Sunday, June 14, 2009
We live in grave times...
The time... of the douchey hat. They are ubiquitous. You can't escape them. They need you to notice them- they yearn to stand out and distinguish themselves as evidence that their wearer is a huge douche. Leopard print cowboy hats with rolled-up brims, pink Red Sox hats, cheap pork pie hats and fedoras from the Gap, faux-distressed trucker hats, flat-brimmed baseball caps... must I go on?
Yes, I must. Indiana Jones hats? Have they replaced Mazda Miatas as the new mid-life crisis accessory? It's cheaper, I suppose... But if you wear one- you don't look like Harrison Ford. You just look like a douche.

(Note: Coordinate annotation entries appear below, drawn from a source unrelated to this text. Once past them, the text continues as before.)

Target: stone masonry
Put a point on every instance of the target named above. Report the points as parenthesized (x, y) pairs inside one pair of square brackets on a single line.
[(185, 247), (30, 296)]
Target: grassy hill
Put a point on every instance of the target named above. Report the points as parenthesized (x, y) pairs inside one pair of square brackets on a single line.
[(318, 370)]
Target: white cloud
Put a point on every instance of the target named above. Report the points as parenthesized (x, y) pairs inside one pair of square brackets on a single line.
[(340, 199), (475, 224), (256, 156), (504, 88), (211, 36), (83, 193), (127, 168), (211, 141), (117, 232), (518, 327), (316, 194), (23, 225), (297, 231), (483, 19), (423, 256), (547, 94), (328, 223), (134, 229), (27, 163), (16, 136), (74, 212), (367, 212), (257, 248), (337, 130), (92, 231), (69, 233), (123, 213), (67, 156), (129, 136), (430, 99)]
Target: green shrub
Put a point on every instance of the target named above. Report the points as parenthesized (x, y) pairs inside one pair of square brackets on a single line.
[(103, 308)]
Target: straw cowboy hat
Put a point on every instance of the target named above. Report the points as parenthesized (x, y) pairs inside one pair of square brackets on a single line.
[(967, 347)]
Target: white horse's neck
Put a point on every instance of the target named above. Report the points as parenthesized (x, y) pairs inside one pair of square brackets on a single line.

Why doesn't the Italian straw skimmer hat make a comeback? Who has the balls to wear that one? Someone has to bring back the barber shop quartet along with it. It's a dying art. Someone under 80 has to save it! Boyz II Men were waaay ahead of their time.
We also live in a time of the douchey jean pant. Perhaps not so much as a few years ago, but the presence of the intentionally ripped and creased jean with various bedazzlements are still pretty common.
Personally, I'm waiting for the rainbow light-up disco visor to make a comeback. I had one when I was a kid, and I can't wait to get back on the douchey hat bandwagon. See above.